Sikorski zareagował w ten sposób na słowa Antoniego Macierewicza, który stwierdził, że były szef polskiej dyplomacji mówił, iż "Rosja wkrótce będzie członkiem NATO". Było to nawiązanie do wykładu wygłoszonego przez Sikorskiego w Toruniu w 2009 roku, który relacjonowała m.in. "Gazeta Wyborcza".

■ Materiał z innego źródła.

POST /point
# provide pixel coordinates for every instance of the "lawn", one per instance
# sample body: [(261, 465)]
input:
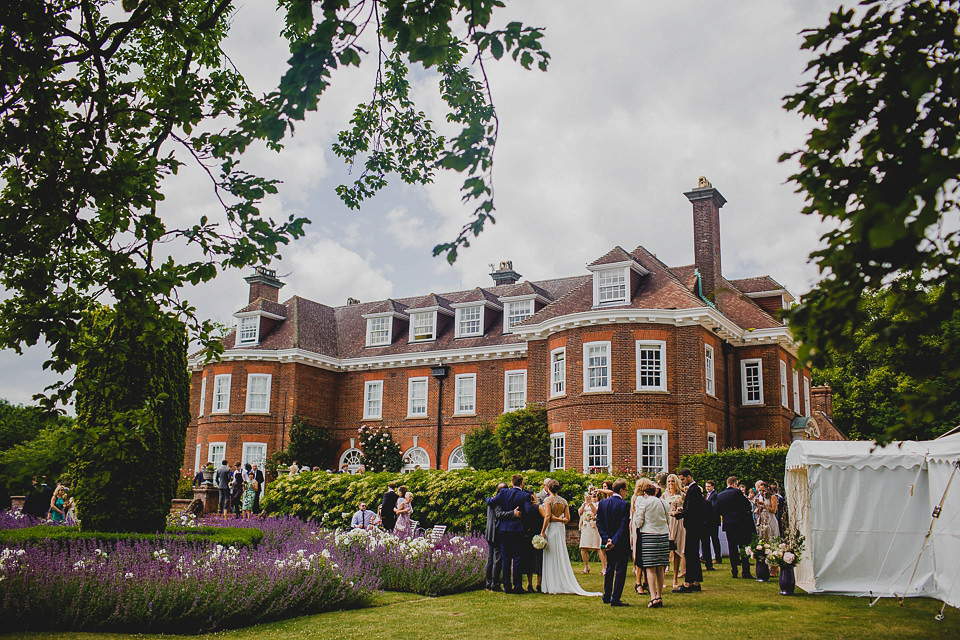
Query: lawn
[(727, 608)]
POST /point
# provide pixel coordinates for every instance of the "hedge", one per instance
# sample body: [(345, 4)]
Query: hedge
[(748, 466), (226, 536), (452, 498)]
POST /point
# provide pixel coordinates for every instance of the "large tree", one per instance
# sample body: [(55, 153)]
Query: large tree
[(881, 166), (101, 102)]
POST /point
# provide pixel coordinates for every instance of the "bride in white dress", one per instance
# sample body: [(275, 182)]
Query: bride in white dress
[(558, 574)]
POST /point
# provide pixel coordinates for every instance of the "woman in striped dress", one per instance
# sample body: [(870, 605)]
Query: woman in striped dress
[(652, 521)]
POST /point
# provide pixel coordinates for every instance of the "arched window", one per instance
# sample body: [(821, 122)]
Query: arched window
[(416, 457), (353, 458), (457, 459)]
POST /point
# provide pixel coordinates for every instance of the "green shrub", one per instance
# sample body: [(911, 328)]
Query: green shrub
[(453, 498), (524, 439), (45, 534), (481, 448), (748, 466)]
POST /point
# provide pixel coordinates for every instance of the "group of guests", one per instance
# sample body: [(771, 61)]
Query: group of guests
[(239, 489), (395, 512), (671, 521)]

Kiedy rzecznik MON Bartłomiej Misiewicz wskazał na Twitterze ten właśnie materiał Sikorski podkreślił, że warunkami członkostwa Rosji w NATO, które wówczas wskazał, były: "demokracja, cywilna kontrola nad armią, uregulowanie sporów terytorialnych". "I kiedy to, według pana rzecznika, Rosja 'spełniła warunki' członkostwa?" - pytał Misiewicza, któremu następnie podziękował za "potwierdzenie iż minister obrony kłamał w Sejmie".

 

Macierewicz stwierdził z mównicy sejmowej, iż Sikorski zapowiadał rychłe wstąpienie Rosji do NATO, w czasie przedstawiania wyników audytu rządów PO-PSL przeprowadzonego przez PiS.